Mk 77
Informations clés
| Catégorie | Bombe non guidée |
| Sous-type | Bombe incendiaire d'aviation |
| Pays d'origine | 🇺🇸 États-Unis |
| Statut | In service |
Spécifications techniques
| Ogive | Fuel gel mix |
| Poids | 340 kg (750 lb) |
Operators
Description
La Mk 77 est une bombe incendiaire larguée par voie aérienne, conçue comme le successeur direct du napalm. Elle a remplacé la Mark 47 datant de la Seconde Guerre mondiale. Les États-Unis ayant détruit leur stock de napalm de l'époque du Vietnam en 2001, la Mk 77 est devenue la principale arme incendiaire de leur arsenal.

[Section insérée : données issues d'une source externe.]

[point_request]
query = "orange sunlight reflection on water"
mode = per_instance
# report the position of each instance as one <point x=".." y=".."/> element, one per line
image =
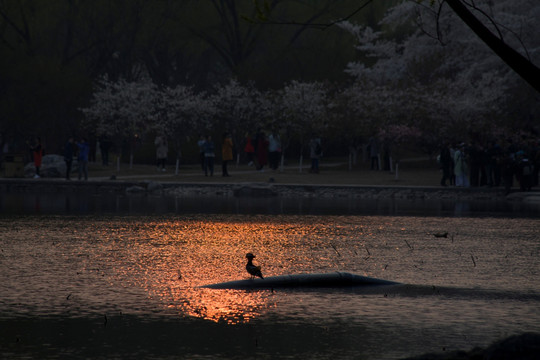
<point x="171" y="259"/>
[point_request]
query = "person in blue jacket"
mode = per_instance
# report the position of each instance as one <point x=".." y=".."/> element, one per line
<point x="84" y="150"/>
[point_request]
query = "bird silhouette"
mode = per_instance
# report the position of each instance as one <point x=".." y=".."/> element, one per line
<point x="252" y="269"/>
<point x="441" y="234"/>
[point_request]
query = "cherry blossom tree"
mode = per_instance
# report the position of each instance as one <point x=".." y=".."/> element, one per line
<point x="122" y="110"/>
<point x="302" y="111"/>
<point x="181" y="113"/>
<point x="239" y="110"/>
<point x="452" y="90"/>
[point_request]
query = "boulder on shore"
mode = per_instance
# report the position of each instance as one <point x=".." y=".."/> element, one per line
<point x="52" y="166"/>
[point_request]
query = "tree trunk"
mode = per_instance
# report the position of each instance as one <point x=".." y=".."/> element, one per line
<point x="523" y="67"/>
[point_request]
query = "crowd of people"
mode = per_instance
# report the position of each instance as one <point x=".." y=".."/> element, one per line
<point x="492" y="164"/>
<point x="474" y="164"/>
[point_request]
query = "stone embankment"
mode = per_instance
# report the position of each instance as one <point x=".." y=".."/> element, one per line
<point x="138" y="188"/>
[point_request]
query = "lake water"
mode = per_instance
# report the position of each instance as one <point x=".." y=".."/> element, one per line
<point x="126" y="284"/>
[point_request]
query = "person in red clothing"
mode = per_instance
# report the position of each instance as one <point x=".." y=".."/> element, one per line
<point x="37" y="155"/>
<point x="249" y="149"/>
<point x="262" y="151"/>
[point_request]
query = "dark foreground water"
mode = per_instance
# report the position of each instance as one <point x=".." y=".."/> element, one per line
<point x="126" y="284"/>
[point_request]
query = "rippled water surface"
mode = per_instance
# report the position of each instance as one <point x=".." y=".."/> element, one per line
<point x="128" y="286"/>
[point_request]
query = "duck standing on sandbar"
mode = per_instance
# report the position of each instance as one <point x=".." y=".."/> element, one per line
<point x="252" y="269"/>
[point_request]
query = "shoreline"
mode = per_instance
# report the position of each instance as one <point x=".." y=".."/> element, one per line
<point x="263" y="189"/>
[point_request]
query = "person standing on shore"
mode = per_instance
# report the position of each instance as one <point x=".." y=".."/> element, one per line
<point x="84" y="150"/>
<point x="200" y="144"/>
<point x="209" y="156"/>
<point x="226" y="153"/>
<point x="460" y="166"/>
<point x="69" y="151"/>
<point x="445" y="160"/>
<point x="274" y="150"/>
<point x="315" y="153"/>
<point x="37" y="155"/>
<point x="162" y="148"/>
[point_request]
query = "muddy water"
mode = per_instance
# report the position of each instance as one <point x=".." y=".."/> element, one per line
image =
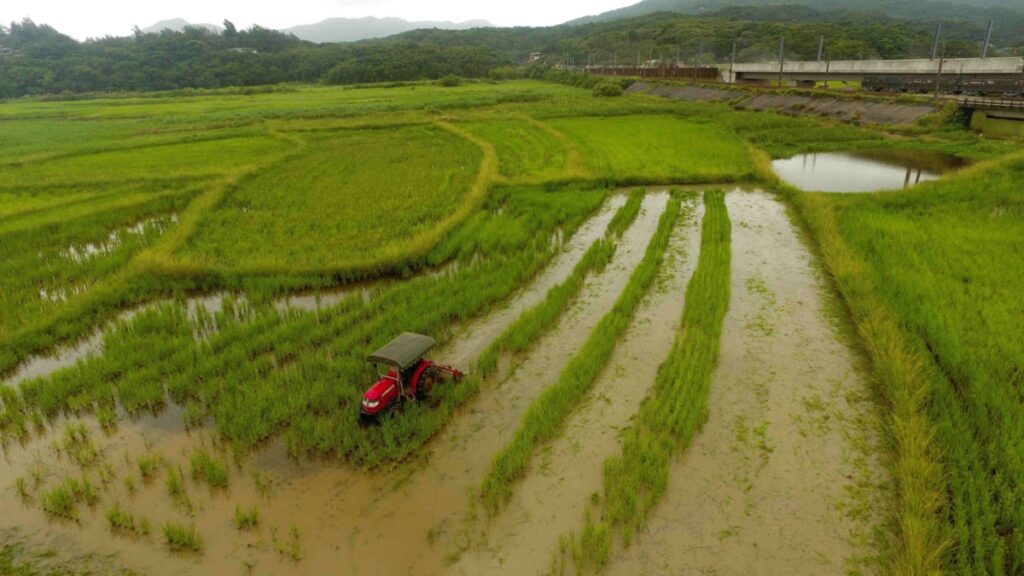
<point x="864" y="171"/>
<point x="349" y="522"/>
<point x="781" y="479"/>
<point x="550" y="501"/>
<point x="467" y="345"/>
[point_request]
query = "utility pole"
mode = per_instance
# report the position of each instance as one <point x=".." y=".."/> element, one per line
<point x="988" y="38"/>
<point x="781" y="58"/>
<point x="732" y="65"/>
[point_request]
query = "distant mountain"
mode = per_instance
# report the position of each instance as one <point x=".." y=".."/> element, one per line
<point x="914" y="9"/>
<point x="177" y="25"/>
<point x="350" y="30"/>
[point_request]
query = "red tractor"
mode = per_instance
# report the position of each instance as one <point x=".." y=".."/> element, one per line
<point x="403" y="373"/>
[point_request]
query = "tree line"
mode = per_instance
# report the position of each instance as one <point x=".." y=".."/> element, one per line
<point x="38" y="59"/>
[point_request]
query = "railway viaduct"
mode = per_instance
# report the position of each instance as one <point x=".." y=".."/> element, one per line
<point x="840" y="71"/>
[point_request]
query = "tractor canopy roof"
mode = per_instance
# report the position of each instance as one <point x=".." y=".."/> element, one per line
<point x="403" y="351"/>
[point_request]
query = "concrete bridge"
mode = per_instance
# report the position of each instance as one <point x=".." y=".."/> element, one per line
<point x="809" y="72"/>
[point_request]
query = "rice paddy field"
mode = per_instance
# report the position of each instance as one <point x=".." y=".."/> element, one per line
<point x="675" y="361"/>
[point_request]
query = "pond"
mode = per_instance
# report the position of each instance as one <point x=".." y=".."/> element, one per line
<point x="864" y="170"/>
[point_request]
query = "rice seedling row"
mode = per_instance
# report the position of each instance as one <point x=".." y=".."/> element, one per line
<point x="545" y="416"/>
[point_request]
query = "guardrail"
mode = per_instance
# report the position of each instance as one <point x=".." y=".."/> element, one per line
<point x="992" y="104"/>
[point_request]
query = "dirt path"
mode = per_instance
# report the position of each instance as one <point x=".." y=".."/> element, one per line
<point x="780" y="480"/>
<point x="549" y="502"/>
<point x="349" y="522"/>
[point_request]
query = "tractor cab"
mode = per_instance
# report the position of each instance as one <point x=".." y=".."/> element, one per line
<point x="403" y="373"/>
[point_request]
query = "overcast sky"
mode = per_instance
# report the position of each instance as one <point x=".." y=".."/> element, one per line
<point x="82" y="18"/>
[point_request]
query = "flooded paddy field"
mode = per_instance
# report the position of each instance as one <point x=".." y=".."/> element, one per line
<point x="864" y="170"/>
<point x="669" y="367"/>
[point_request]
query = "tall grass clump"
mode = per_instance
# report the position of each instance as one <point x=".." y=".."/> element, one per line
<point x="927" y="275"/>
<point x="181" y="538"/>
<point x="547" y="414"/>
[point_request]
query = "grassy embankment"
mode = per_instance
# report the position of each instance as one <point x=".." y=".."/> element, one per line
<point x="930" y="277"/>
<point x="246" y="372"/>
<point x="546" y="415"/>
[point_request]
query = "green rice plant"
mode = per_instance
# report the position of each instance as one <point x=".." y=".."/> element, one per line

Cette arme contient un mélange de carburant gélifié à base de kérosène, présentant une concentration de benzène inférieure à celle des munitions incendiaires précédentes. Le mélange comprend un agent oxydant et du phosphore blanc, ce qui rend le combustible extrêmement difficile à éteindre une fois enflammé. La Mk 77 est une munition non guidée d'une précision limitée, ce qui exclut généralement son utilisation en milieu urbain ou dans des zones à forte concentration civile. Plusieurs variantes ont été produites, notamment les Mod 4 et Mod 5 ; cette dernière utilise du carburant JP-4, JP-5 ou JP-8 combiné à un agent épaississant.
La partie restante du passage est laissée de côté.